Des regrets ? - "Ma mission est vraiment finie, donc je peux revenir à la période heureuse de ma vie que j'ai apprécié après ma première retraite. Je peux maintenant quitter la Formule 1 la tête haute. Après 2006, j'ai fait plein de choses. J'ai hâte de passer du temps avec ma famille. Combien de fois ma femme m'a demandé de l'accompagner à une compétition équestre et s'est heurtée à un refus car je courais. Cela me préoccupe de plus en plus ces derniers temps. Le pilote dépend de la voiture. Si ça n'a pas fonctionné comme prévu, c'est autant de ma faute que de celle de l'équipe."

"Une saison de Formule 1 prend beaucoup d'énergie. Vous devez consentir d'énormes efforts pour être constamment en mesure de donner 100%. L'esprit est à la F1 24 heures sur 24, 7 jours sur 7. Vous pensez constamment à la façon de rendre votre voiture encore plus rapide. Conduire le week-end est presque la partie la plus agréable. Je suis impatient que ce soit fini."

"Si ça n'a pas fonctionné comme prévu, c'est autant de ma faute que de celle de l'équipe"
Michael Schumacher

Les quatre dernières courses - "Il serait présomptueux de croire que la voiture va s'améliorer parce que j'ai annoncé ma retraite. Nous ne sommes pas au mieux pour jouer les premiers rôles.

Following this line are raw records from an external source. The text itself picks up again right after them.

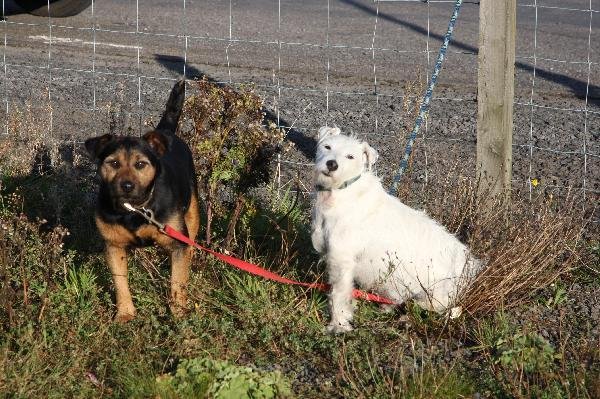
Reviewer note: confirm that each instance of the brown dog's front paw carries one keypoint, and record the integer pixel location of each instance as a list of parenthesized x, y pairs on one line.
[(123, 318), (178, 310)]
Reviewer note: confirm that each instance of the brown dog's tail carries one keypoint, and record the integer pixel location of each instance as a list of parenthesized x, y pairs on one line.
[(170, 119)]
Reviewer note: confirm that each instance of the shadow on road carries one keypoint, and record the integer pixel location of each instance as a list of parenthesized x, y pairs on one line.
[(578, 87), (303, 143)]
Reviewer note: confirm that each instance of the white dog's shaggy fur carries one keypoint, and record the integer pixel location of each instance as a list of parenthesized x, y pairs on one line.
[(371, 238)]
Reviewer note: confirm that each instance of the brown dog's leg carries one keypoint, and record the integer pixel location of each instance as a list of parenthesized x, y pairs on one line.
[(180, 272), (181, 259), (116, 258)]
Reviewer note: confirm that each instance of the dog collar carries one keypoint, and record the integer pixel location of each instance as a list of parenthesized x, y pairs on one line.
[(345, 184)]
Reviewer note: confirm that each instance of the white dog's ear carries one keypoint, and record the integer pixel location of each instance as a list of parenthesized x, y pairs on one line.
[(370, 155), (328, 131)]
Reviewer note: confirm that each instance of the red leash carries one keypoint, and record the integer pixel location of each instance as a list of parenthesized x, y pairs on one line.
[(246, 266)]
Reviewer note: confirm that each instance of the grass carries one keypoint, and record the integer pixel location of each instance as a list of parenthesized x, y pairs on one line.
[(246, 336)]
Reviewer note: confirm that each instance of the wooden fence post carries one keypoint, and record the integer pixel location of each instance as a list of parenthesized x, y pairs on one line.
[(495, 95)]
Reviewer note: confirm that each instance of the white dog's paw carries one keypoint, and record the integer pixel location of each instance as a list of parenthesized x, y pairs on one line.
[(339, 328), (455, 312)]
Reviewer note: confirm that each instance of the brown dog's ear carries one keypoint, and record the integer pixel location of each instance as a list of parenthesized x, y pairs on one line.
[(157, 141), (95, 145)]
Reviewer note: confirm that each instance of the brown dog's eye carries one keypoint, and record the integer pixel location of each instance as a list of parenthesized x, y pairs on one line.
[(113, 164)]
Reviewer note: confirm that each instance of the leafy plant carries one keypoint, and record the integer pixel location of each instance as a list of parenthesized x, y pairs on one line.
[(204, 377)]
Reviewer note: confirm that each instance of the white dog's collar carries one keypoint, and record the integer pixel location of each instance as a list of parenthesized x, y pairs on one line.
[(345, 184)]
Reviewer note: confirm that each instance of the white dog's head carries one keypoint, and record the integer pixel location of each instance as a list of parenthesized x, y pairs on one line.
[(341, 158)]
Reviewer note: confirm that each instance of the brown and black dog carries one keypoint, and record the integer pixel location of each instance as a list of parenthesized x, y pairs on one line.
[(155, 171)]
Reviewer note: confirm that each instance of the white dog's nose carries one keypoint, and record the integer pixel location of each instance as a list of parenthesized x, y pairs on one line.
[(331, 165)]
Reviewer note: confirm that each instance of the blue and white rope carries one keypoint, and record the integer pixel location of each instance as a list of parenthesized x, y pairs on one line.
[(426, 100)]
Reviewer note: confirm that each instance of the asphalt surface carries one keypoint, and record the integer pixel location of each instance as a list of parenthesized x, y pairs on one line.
[(341, 62)]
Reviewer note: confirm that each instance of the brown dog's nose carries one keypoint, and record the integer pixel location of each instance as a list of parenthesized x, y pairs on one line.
[(331, 165), (127, 186)]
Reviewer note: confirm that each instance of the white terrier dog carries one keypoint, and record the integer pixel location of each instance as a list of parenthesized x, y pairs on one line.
[(371, 238)]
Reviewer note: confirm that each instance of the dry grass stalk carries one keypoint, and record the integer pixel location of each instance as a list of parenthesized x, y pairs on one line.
[(525, 248)]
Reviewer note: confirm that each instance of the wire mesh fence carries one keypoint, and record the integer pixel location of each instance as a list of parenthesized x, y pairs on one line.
[(360, 65)]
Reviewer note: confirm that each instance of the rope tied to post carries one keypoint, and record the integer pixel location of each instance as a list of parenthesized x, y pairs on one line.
[(424, 108)]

J'espère que cela va changer au cours des quatre prochaines courses. Mais c'est plus un espoir qu'une affirmation claire. (La dernière course, au Brésil, le 25 novembre) ce sera une course spéciale pour moi. Ce sera différent de 2006. À cette époque, j'avais une voiture pour gagner avec moi, alors je me suis battu pour le titre. Ce n'est pas le cas cette année, ce qui recadre mes attentes."

L'argent amassé au cours de ces années - "Je suis critique et responsable à ce sujet. L'argent m'a apporté indépendance et liberté pour ma famille, pour l'avenir. J'ai connu des temps difficiles étant jeune, avec mes parents. Les hivers étaient rudes, nous ne pouvions pas louer des karts car il y avait de la neige sur la piste. Alors tout ce qui m'est arrivé par la suite, j'ai pu l'apprécier, comme la liberté d'avoir aidé des gens. Je dépense toujours mon argent pour des choses de qualité. Je ne le jette pas par les fenêtres."